For a back sleeper, Harris recommends resting your head on a pillow that’s thick—or thin—enough to keep your skull exactly level with your body. But, she warns, even with a perfect pillow, this position is not great for snorers. Back sleeping can cause sleep apnea or exacerbate existing cases of the disorder. So if you’re prone to this problem, or find yourself suddenly suffering from new symptoms while lying on your back, then this isn’t the pose for you.
Switch your sleep position
Even after taking this advice, side- and stomach-sleepers may still wake up sore. As a last resort, Harris says you can actually train yourself to sleep on your back.
When you’re ready for bed, put pillows on both sides of your body, and one under your knees. This should hold you in place and keep you from flipping to one side.

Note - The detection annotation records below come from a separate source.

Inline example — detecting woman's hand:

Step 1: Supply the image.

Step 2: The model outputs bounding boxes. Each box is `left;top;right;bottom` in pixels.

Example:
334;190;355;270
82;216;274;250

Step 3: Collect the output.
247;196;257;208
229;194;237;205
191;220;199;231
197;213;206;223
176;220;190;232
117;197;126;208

If that doesn’t cut it, Harris has an advanced method: Sew a tennis ball into the lining of your shirt on whatever side you need to avoid. When you flop onto your side or stomach, the discomfort will ensure you flip back over, even if you’re dead asleep.
The proposition of changing the way you sleep seems preposterous. After all, you’re asleep. How much can you really control? As an achy side-sleeper, I took the challenge myself, using a knee pillow and side pillows in an attempt to train myself to sleep on my back. I found it took longer to fall asleep, but that when I did, I stayed in place, and when I woke up later in the night, I found my eyes staring at the ceiling.
Back-sleeping significantly improved my neck and shoulder pain—but it was also nearly impossible to commit to. Sleeping on my back didn’t feel natural; I craved curling up in the fetal position. And that, Harris says, is where the rubber meets the repose.
“Although it is commonly recommended that sleeping on your back is the best position to sleep in, comfort is key,” she says. “If you’re in pain or uncomfortable from your sleep position, it can definitely impact your sleep quality.” In other words, if changing your sleep position makes you feel better, that’s great. But Harris stresses you still need to sleep soundly to stay healthy. “Sleep quality is extremely important in your overall health, memory, mood, and energy,” she says. When trying to sleep differently starts disrupting your circadian rhythms, then you know it’s not worth it.
Personally, I’m still trying to start my night sleeping on my back, but I don’t get upset if I wake to find I turned over in the night. My hope is that, along with other alterations to my nighttime habits, I’ll have more days when I wake up rested—and maybe even ready to jump out of bed.